Why … What part did we miss?

Most likely - the hardest one :) Everything that was below the level of application itself and its custom configuration. To be precise: OS installation and configuration, non-artifact setup (for instance: web server, RDBMS, network), etc. There were quite a few reasons:

  1. We had a strong resistance against virtualization (which is a key factor in keeping all levels of environments 100% corresponding) - mainly because of  three reasons: performance “tax”, license costs and full regression test necessity while moving from physical to logical machine.
  2. We usually were lacking deep DevOps skills in terms of OS configuration automating - as deployment automation was usually done by hardcore Devs only. Market lacks experienced DevOps (at least in Poland) so these roles are usually filled as most junior people (and treated as boring and pain in the … neck).
  3. We didn’t really ever had developers commitment - they were as accustomed to their traditional way of work, that they were very reluctant to changes. And sometimes we sticked ourselves to our “Ivory Tower” and we didn’t see some tiny details that were a key game-changers / showstoppers for them.

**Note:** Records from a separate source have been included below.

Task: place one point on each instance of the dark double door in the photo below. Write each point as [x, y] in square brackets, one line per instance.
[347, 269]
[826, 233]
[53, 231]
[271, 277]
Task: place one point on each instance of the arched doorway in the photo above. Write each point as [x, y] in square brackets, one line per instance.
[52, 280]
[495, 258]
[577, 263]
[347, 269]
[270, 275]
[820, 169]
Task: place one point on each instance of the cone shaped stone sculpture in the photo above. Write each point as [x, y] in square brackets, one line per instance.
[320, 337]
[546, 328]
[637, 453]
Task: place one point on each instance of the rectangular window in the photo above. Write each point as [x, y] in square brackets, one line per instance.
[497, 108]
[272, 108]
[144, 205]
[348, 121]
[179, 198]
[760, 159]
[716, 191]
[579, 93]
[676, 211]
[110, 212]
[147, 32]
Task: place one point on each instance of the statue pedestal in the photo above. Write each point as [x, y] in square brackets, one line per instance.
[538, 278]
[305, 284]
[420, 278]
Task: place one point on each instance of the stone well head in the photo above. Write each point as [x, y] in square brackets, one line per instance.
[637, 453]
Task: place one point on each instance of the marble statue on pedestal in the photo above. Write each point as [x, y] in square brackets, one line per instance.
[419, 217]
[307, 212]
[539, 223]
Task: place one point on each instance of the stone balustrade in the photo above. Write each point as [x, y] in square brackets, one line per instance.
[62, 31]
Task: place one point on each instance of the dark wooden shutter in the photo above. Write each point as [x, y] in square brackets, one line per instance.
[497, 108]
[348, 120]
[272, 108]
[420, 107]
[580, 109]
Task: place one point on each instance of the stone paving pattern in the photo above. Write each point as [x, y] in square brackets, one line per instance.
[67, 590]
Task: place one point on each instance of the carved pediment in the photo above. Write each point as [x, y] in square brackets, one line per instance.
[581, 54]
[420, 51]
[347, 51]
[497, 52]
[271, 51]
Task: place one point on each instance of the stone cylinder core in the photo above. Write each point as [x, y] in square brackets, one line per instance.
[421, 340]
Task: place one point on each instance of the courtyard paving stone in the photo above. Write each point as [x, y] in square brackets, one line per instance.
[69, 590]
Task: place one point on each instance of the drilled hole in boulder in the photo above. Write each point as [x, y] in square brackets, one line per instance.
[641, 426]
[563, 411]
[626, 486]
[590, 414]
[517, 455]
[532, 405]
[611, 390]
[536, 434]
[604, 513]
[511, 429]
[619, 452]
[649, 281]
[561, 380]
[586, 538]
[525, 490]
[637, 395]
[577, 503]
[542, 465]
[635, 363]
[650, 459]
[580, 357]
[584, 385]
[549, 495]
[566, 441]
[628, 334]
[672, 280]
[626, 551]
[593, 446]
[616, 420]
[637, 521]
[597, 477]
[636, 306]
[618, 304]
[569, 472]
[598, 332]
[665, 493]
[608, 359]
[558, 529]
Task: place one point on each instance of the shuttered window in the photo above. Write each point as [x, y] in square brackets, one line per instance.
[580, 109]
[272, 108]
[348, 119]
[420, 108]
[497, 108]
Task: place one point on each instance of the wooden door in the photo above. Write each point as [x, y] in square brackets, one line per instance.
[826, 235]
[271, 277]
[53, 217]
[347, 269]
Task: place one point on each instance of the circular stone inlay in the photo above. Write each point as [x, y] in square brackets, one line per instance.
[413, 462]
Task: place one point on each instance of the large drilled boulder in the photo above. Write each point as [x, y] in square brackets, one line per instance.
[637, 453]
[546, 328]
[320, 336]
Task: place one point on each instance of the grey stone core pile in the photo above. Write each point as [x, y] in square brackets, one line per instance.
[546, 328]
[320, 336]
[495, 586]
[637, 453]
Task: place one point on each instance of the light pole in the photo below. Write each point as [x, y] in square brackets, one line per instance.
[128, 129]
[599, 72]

But … is that really a problem? What’s the benefit of doing IaaC?

Based on my experience it’s the only way to achieve the following benefits:

  • Environment creation agility - you can spawn a new environment whenever you like, involving as wide set of apps you like and ready to dump it as soon as you like
  • 100% rollout reliability - if you’re updating the environments at least once a day every day and the “human factor” is limited to “fire and forget”, all your deployment mechanisms are forged and hardened in “the heat of battle” so production deployment is reduced to boring and trouble-less routine.
  • No “tribal” knowledge - no-one has to remember about every damn stupid configuration step created 10 years ago. You can re-create your environment from scratch within seconds without desperately asking for help (and finding out that no-one is able to aid you…).
  • Easier trouble-shooting as your local environment is as close to the production one as possible

And the gain multiplies with increasing complexity (homogenous OSes and platforms) of your environments.

What is the key to do real IaaC then?

  1. Reasonable virtualization - I’m giving a go to Vagrant (http://www.vagrantup.com/ - virtualization abstraction layer that works great with provisioning software) and so far I’m very happy with the outcome.
  2. Proper dependency mgmt - not only in runtime, but also in the build time, so Continuous Integration runs efficiently and build cycle is as concise as possible.
  3. Abstracted configuration - you need to strictly separate the variables from non-variable part of configuration. Non-variable part is the one that doesn’t really change between the environments (so is a code artifact, not a true configuration artifact).
  4. Environment automated provisioning - using tools like Chef (http://www.opscode.com/chef/) or Puppet (http://puppetlabs.com/puppet/what-is-puppet) - they are absolutely critical to provide 100% compatibility between environment setup and eliminate space for human errors.

Point #1 and #4 are by far the hardest for us to achieve at the moment. Keep the fingers crossed, we’re quite likely to give it another go in the nearest future.